VANCOUVER, Wash. – Older youths in foster care often age out of the system, meaning they reach adulthood without being adopted or reunified with family. And those young people frequently face large obstacles in continuing their education beyond high school.
A new study led by Washington State University faculty aims to make the transition to higher education less intimidating and more realistic for this population, thanks to a five‑year, $3.8 million grant from the Institute of Education Sciences, part of the U.S. Department of Education.
“There’s a lot of growing interest in helping older youth gain a post-secondary education,” said Amy Salazar, an associate professor in WSU’s Department of Human Development. “But there isn’t much evidence for how to go about doing that, to make sure a program is successful.”
To fill that gap, Salazar, who is based on the WSU Vancouver campus, is leading a four-state randomized study that will determine the efficacy of “Better Futures.” The program was developed a decade ago by Laurie Powers and Sarah Geenen at Portland State University when Salazar was a graduate student.
The study will include older foster care youth in Portland, Ore., Austin, Texas, Urbana‑Champaign, Ill., and California’s East Bay, around Oakland.
Each study site is based at a university where staff will be trained to implement the program. “Better Futures” consists of three components: nine months of academic coaching on how to prepare for college, workshops on a variety of specific topics, and an on‑campus college experience.
“They’ll stay in residence halls, eat in the cafeteria, and attend pre‑scheduled events,” Salazar said. “They’ll spend three days and two nights learning and experiencing what it’s like to be in college.”
“Better Futures” will also provide near-peer mentoring, allowing foster youth to meet and learn from college students who are alumni of the foster care system nearby. The different components are necessary because many older youth in foster care face obstacles to higher education that their peers likely don’t face.
One of those obstacles is the lack of role models who have been to college. Another is access to information like financial aid and scholarships. Young people in foster care also tend to bounce around regularly, moving to different schools and often falling behind academically.

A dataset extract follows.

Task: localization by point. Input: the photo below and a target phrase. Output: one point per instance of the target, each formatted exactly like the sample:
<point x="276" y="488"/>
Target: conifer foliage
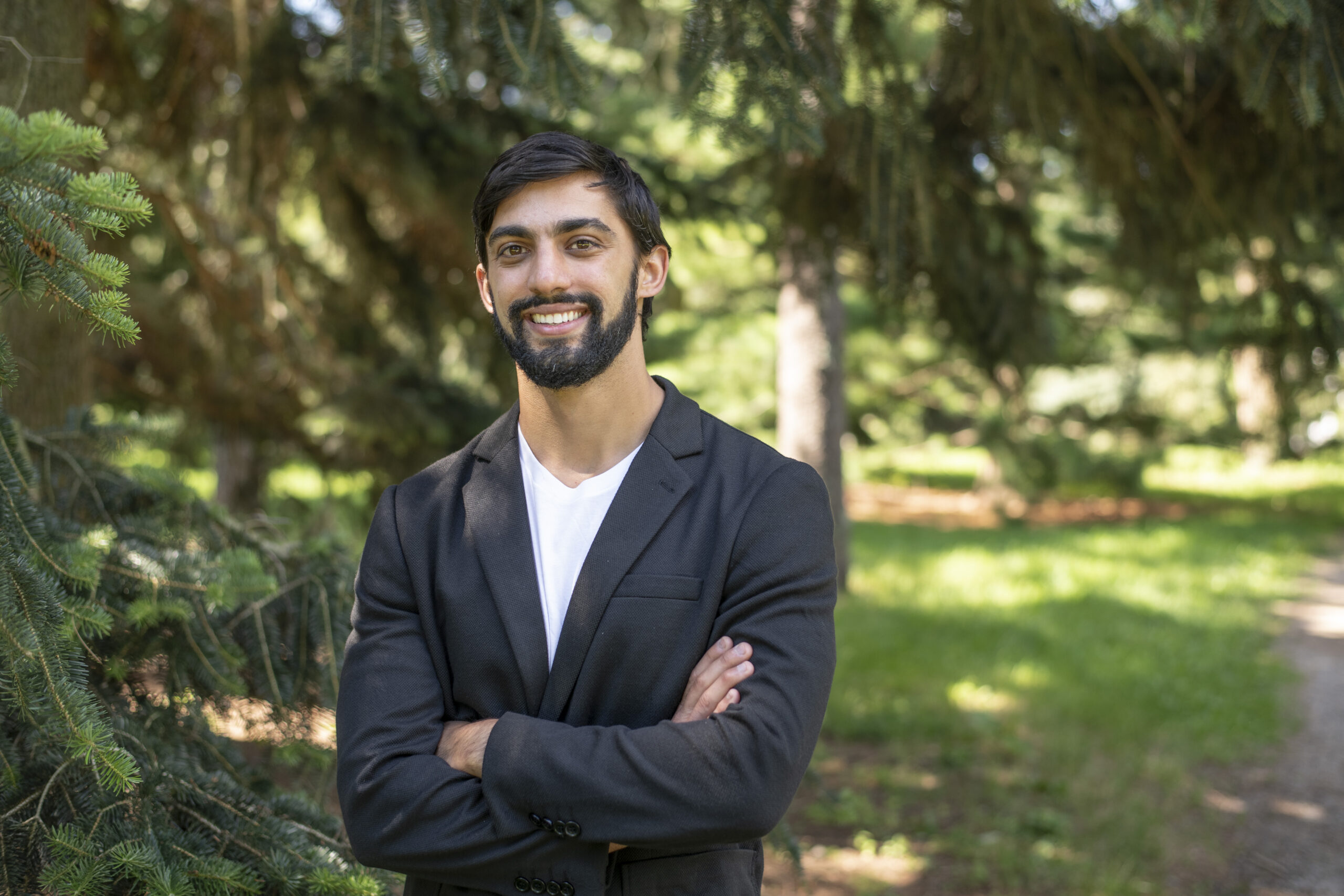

“If you’re working hard to just finish school, planning for college understandably isn’t often prioritized,” she said. “We want to help youth think about the possibilities and rewards of navigating complex systems like higher education.”
The “Better Futures” program started as a small pilot study conducted nearly 10 years ago, but no large evidence-based evaluations have been completed to assess its effectiveness. A lack of evidence about what works leads to a hodge-podge of programs that often differ significantly from state to state, Salazar said.
“Lots of people want to help this population get a post-secondary education,” she said. “But without evidence, there’s no way to know if a program is actually helping young people.”
If Salazar and her colleagues can show the “Better Futures” program produces successful students at sites around the country, then they can expand the strategy further. That’s the scenario she’s hoping for.
“When we remove children from their homes, we as a society are responsible for their care,” Salazar said. “We’re responsible for what they learn and how they’re preparing for adulthood. And if they earn a higher education degree, they will be better equipped to achieve many of the goals they set for themselves. That’s better for everyone.”
The Institute of Education Sciences grant will cover 100% of the costs of the study.